It wasn’t the sort of conversation I expected to have with Pertie. To be honest, I had no idea he’d even thought about the subject. Yet it turned out that his views were not just well-considered but compelling.
“Have you worked out what the Prime Minister was talking about?” Pertie began. “What exactly lies behind this concern with profits, salaries, consumption and lifestyle?”
Something in his tone suggested this was not really a question. Pertie, I felt sure, knew the answer. It wasn’t long before he got to it.
“I suspect the real problem is the fact that India’s politics and India’s economics are in conflict with each other.”
“What do you mean?” I shot back, both perplexed and intrigued.
“Well, it’s like this,” Pertie sounded professorial. “Whilst it’s the norm for first world democracies to follow liberal economic policies and it’s not unusual for third world dictatorships to do so too, when a third world democracy pursues economic reforms the logic of its politics and the logic of its economics inevitably come into conflict. That was the PM’s point even if he didn’t put it this way."
“Go on,” I said. I was sure he hadn’t finished. What, I wanted to know, lay behind this conflict and why was it unavoidable.
“As a democracy, politics in India requires reaching out to the largest possible number. That includes the 21 per cent below the poverty line, the 52 per cent who are illiterate and the 200 million who go to bed hungry every night. After all, no one can win an election simply by appealing to the 250 million urban, aspiring and increasingly-westernised Indians. You need the other 750 million also. But the problem is that the benefits of economic reform — cheap imports, lower taxes, higher salaries — go to the minority. The majority is either overlooked or secondary. This is what Mani Aiyar means when he says there’s a divide between the classes and the masses.”

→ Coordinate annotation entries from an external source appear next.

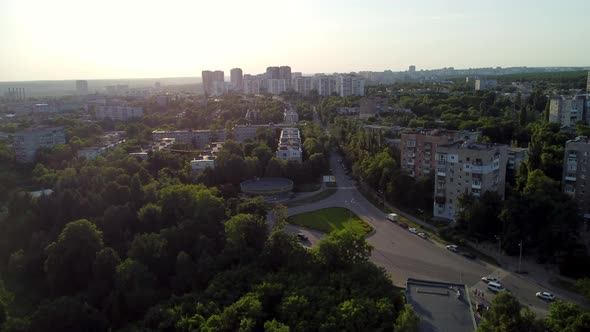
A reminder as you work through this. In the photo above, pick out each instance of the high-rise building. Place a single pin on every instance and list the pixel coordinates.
(467, 168)
(251, 85)
(351, 85)
(273, 73)
(419, 148)
(303, 85)
(576, 172)
(236, 79)
(26, 142)
(208, 78)
(285, 74)
(82, 87)
(566, 111)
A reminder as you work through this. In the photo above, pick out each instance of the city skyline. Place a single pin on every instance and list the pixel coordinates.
(64, 40)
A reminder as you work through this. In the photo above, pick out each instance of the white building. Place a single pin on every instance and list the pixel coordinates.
(276, 86)
(118, 112)
(467, 168)
(289, 148)
(26, 142)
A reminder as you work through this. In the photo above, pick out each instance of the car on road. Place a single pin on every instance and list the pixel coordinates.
(490, 279)
(496, 287)
(302, 237)
(468, 254)
(545, 296)
(453, 248)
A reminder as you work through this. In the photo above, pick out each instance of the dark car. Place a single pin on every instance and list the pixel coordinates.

“Sure,” I interrupted. “But this is elementary stuff. What exactly are you getting at?”
“Take it step by step.” Pertie paused to catch his breath and I held my peace. “The problem arises if the lifestyle of a minority provokes the jealousy and, eventually, the anger of the majority. That’s bound to create disaffection but it could also cause conflict. Hence the PM’s moral advice. He’s trying to avoid a backlash.”
“Yes” I replied, still hesitant to speak.
“The catch is that if we follow the PM’s advice we could end up endangering the engine of growth necessary to lift the majority of Indians out of poverty. Consumption — conspicuous, tasteless or wasteful — fuels demand. Profits encourage investment. Higher salaries inspire performance and productivity. Curb all of this and you’ll slow down the engine. In fact when the brakes are applied it could altogether stop. Remember a spluttering engine often stalls. And then where will the government get the revenues to help the poor? This could be self-defeating.”
<b1>“So what are you saying?” I asked. “That whilst necessary the PM’s advice could also be damaging? Are we caught in a Catch 22? Damned if we do and damned if we don’t?”
“Could be,” Pertie replied, deftly avoiding this dilemma. “In every free society the rich will consume frivolously and much of it could be distasteful or, at times, provocative. But a lot is useful, necessary and should not be discouraged. On the other hand, it’s for the government to ensure that the masses are not overlooked. Their health and education, the electricity and water they need, the roads and welfare they require are its responsibility. Yet, that’s where the government is failing. It’s not delivering what it promised. And this failure ensures that 700 million don’t benefit from economic growth.”
“I’ve got it,” I said, a bit like Archimedes jumping out of the bath. “Don’t impede growth. In fact, let’s have more reforms to speed it up. But at the same time let the government devote all its energies and money to the welfare of the masses. Is that your argument?”
“As Shakespeare said, someone should tell the good Doc that the fault lies not in our businessmen but in our government. He’s got the malady spot on. But his prescription is wrong. The problem he needs to address is why the government is unable to help India’s masses. We remain a nation with 700 million poor, hungry, unfulfilled people because the government can’t reach them. But of that the PM had nothing to say.”